While the connection between ballooning government debt and attempts at invigorating American Big Business may not be immediately obvious, the two are very intimately joined. Quite contrary to a free market untouched and unaltered by state intervention, the American economy has been appreciably permuted by government involvement in every area.
Given how heavily the state is invested in business (with our stolen dollars), it would be misleading to say that the government is not itself actively engaged in commercial activities. In 2010 alone, for example, the federal government spent more than $150 billion on research and development, only to turn around and grant monopoly patent privileges to the rich companies whose new inventions we taxpayers footed the bill for.
So when the President starts talking about “investing in development,” that’s thinly veiled code for privatizing the profits of the common man’s funding of some of the biggest companies in the world. The political class can call that whatever they’d like, but it’s not the sort of free market that market anarchists advocate for.

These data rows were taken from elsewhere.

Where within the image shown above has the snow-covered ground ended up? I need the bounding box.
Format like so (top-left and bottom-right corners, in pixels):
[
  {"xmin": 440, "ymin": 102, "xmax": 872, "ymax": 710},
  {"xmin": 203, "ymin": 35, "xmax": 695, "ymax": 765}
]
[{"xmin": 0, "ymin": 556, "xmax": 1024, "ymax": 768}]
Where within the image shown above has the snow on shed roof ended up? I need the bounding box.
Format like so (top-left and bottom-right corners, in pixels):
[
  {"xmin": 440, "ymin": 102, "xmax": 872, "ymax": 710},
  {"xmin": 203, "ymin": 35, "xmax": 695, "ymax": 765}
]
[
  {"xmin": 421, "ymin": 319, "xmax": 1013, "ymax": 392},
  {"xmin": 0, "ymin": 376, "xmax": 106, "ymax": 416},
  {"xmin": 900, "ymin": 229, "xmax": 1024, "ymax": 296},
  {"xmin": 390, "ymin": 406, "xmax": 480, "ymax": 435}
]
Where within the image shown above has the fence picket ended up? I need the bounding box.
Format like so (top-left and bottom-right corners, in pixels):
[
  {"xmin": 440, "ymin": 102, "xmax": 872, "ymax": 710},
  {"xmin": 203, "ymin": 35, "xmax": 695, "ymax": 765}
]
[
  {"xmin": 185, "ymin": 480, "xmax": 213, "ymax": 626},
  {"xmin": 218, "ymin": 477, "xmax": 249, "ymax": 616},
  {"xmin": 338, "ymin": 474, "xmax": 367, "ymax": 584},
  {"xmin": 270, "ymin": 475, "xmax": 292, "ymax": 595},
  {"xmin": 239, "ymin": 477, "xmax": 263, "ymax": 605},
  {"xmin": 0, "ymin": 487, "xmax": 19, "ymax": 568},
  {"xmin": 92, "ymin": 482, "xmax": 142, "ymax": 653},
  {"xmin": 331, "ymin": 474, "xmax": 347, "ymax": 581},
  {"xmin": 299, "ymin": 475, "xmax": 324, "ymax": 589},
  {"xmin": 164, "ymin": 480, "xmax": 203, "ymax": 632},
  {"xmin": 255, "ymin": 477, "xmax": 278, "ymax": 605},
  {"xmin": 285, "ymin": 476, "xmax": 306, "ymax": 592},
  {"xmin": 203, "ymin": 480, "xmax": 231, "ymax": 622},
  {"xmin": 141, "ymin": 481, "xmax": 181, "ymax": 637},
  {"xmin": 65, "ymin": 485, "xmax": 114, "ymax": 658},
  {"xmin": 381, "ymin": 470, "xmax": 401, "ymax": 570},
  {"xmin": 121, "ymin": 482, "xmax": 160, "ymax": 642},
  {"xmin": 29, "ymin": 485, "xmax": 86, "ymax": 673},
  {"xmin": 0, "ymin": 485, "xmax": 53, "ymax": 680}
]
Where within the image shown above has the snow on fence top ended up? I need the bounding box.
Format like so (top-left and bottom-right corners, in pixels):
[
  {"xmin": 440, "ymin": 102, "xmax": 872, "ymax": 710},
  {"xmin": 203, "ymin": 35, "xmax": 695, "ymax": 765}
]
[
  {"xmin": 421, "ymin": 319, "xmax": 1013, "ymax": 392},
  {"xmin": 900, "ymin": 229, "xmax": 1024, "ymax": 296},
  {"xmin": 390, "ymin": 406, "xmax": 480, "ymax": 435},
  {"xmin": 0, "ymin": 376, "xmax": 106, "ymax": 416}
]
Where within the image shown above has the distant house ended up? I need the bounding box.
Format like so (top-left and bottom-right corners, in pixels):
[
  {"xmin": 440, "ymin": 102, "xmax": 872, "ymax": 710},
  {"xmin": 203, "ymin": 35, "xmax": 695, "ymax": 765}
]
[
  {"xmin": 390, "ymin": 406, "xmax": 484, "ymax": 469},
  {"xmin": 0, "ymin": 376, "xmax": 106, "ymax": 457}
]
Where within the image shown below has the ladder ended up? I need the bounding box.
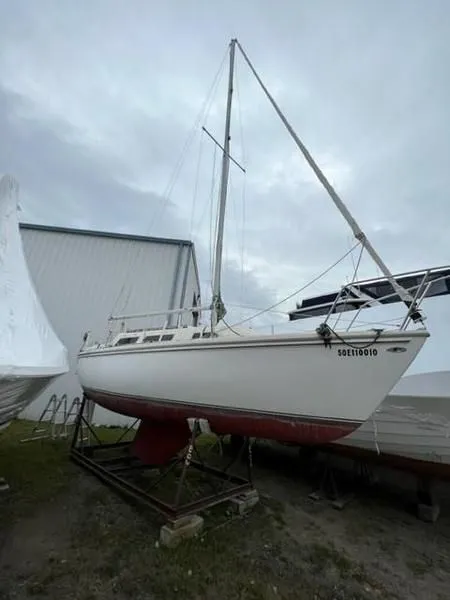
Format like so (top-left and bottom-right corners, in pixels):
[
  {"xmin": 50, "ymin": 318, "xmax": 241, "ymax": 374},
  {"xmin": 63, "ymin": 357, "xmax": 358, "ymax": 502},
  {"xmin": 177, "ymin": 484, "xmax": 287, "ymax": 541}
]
[{"xmin": 20, "ymin": 394, "xmax": 86, "ymax": 443}]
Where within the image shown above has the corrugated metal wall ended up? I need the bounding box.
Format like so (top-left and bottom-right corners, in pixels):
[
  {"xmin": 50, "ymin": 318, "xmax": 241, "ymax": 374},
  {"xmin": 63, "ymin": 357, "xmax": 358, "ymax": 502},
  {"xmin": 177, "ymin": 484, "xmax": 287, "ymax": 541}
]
[{"xmin": 21, "ymin": 225, "xmax": 200, "ymax": 424}]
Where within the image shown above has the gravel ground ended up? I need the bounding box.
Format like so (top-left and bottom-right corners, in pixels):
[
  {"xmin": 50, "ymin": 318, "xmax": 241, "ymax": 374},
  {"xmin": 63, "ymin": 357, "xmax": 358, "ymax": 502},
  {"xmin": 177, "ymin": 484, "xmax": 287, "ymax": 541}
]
[{"xmin": 0, "ymin": 422, "xmax": 450, "ymax": 600}]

The unmistakable truth about the state is that it can’t stop spending money it doesn’t have. In order to survive in spite of the structural instability of its economic system it must continue to spend. Taken as a whole, the state capitalist model operates in a constant state of loss. Because it is incapable, in the aggregate, of producing things that consumers want, it must seize and deplete ever more resources in order to carry on the illusion of balance.

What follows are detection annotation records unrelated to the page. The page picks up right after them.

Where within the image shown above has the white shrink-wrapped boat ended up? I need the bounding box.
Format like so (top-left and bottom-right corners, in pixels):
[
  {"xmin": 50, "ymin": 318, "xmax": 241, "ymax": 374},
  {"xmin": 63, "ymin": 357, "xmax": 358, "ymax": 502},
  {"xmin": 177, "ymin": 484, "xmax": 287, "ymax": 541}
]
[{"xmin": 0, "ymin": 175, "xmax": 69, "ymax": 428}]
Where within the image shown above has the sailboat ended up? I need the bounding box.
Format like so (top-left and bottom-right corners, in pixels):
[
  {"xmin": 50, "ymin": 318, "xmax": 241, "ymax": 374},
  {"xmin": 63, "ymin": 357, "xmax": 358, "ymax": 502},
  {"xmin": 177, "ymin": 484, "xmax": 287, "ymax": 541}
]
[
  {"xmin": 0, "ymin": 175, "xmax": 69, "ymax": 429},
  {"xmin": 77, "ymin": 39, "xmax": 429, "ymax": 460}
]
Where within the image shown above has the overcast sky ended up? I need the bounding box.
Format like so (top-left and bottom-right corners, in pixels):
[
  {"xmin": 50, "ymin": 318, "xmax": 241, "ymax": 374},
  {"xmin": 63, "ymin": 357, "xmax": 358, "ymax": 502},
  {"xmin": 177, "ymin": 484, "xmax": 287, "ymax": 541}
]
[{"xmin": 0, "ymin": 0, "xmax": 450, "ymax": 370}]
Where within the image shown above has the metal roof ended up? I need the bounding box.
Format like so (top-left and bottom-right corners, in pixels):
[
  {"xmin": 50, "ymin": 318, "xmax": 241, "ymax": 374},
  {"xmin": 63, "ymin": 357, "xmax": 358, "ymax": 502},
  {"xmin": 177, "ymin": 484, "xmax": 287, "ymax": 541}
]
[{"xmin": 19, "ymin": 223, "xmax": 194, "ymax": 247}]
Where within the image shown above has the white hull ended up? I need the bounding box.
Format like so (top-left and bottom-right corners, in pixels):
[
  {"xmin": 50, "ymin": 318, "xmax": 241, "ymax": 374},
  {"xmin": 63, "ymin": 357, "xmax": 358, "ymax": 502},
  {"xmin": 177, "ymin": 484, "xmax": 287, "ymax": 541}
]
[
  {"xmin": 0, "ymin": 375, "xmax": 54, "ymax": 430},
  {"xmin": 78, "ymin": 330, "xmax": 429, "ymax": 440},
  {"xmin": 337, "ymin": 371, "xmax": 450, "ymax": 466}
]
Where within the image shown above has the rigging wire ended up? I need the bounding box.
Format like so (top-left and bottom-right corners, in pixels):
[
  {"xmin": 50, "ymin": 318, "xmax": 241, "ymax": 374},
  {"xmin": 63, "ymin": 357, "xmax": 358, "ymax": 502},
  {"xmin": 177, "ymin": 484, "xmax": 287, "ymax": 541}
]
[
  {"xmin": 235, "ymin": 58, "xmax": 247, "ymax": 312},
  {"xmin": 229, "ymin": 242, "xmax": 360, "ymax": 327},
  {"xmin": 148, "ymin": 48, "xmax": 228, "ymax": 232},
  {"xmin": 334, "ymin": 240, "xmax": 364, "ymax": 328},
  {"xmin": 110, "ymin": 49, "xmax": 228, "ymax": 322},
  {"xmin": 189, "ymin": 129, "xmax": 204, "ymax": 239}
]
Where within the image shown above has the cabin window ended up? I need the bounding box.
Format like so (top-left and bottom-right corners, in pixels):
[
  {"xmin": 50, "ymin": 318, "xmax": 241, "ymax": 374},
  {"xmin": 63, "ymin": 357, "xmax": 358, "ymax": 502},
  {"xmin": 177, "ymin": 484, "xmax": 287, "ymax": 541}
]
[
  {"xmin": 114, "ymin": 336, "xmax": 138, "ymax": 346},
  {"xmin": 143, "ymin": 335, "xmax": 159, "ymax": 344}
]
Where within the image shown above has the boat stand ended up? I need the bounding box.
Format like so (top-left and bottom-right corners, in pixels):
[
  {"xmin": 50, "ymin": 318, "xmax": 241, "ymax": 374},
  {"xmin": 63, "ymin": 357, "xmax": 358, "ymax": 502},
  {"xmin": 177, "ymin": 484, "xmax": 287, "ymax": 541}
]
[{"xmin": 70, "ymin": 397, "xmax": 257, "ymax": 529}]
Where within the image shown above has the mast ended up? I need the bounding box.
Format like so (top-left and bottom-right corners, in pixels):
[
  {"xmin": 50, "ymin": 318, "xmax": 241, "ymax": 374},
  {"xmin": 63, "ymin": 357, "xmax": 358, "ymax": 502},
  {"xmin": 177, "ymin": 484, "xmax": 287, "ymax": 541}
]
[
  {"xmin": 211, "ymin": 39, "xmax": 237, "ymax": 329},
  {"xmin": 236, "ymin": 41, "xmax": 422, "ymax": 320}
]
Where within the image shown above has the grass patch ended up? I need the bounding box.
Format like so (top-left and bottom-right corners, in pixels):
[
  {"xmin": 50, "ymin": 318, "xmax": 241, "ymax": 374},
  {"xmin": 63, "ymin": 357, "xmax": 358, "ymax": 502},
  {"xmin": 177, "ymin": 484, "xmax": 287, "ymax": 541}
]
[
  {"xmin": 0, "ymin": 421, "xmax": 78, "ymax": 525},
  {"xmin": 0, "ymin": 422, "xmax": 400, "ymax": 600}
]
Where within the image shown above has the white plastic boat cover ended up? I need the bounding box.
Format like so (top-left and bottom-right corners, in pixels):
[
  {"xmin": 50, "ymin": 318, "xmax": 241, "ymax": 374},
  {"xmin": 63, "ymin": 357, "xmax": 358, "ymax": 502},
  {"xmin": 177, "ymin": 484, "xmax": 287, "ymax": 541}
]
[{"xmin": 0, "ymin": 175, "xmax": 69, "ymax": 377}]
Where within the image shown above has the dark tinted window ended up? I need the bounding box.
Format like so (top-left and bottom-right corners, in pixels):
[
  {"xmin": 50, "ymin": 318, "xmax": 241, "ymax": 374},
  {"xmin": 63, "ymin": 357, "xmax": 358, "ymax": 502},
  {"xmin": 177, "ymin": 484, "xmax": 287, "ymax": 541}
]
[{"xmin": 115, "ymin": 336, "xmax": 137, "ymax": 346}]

As Kevin Carson notes, the state’s economic system, with its subsidies to elephantine corporations and its pattern of waste, “equates consumption of inputs to creation of value.” Absent state intervention to make many of those “inputs” — which account for the present day corporation’s major costs — available at a discount, it would be impossible to remain “in the black.”
The state is primarily a class instrument designed to interfere with the process of voluntary exchange in order to allow elite commercial interests profits that a free market would not. This means, however, that state expenditures must go on bankrolling, through a medley of corporate welfare categories, the expenses of Big Business.

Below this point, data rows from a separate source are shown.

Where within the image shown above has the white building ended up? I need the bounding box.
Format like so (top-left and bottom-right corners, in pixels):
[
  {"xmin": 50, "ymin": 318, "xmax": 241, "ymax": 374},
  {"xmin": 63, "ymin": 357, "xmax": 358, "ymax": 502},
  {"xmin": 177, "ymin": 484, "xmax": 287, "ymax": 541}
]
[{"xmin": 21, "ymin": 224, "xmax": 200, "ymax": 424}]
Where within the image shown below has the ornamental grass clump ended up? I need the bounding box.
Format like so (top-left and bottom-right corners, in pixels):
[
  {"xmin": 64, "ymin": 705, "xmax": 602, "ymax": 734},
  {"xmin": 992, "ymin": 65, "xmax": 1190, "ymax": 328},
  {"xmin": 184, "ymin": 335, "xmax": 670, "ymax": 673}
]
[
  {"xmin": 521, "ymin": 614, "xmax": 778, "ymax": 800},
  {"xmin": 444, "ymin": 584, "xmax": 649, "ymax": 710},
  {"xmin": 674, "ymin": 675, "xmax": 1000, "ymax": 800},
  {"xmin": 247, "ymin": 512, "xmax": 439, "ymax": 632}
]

Could we remove both government sponsorship (direct and indirect) and government barriers that empower corporate cartels, the towering structures of the global economy would collapse under their own weight. They are therefore very similar in their functioning and in their economics to the state-owned and -operated pure monopolies that libertarians so steadfastly denounce.
Just as state agencies have no incentive to stay under budget and indeed have every incentive to exceed it, so too do state-protected firms have every reason to dissipate resources. The free market actually does engender all of the discipline and productive efficiency that libertarians say it does, but the statist, corporatist American system is not a free market.
A free market is a system of voluntary exchange where everyone carries her own costs. With the state interrupting that process and stealing from the poor to give to the rich, we get what we have today. If that’s what investing in the American economy looks like, count me out.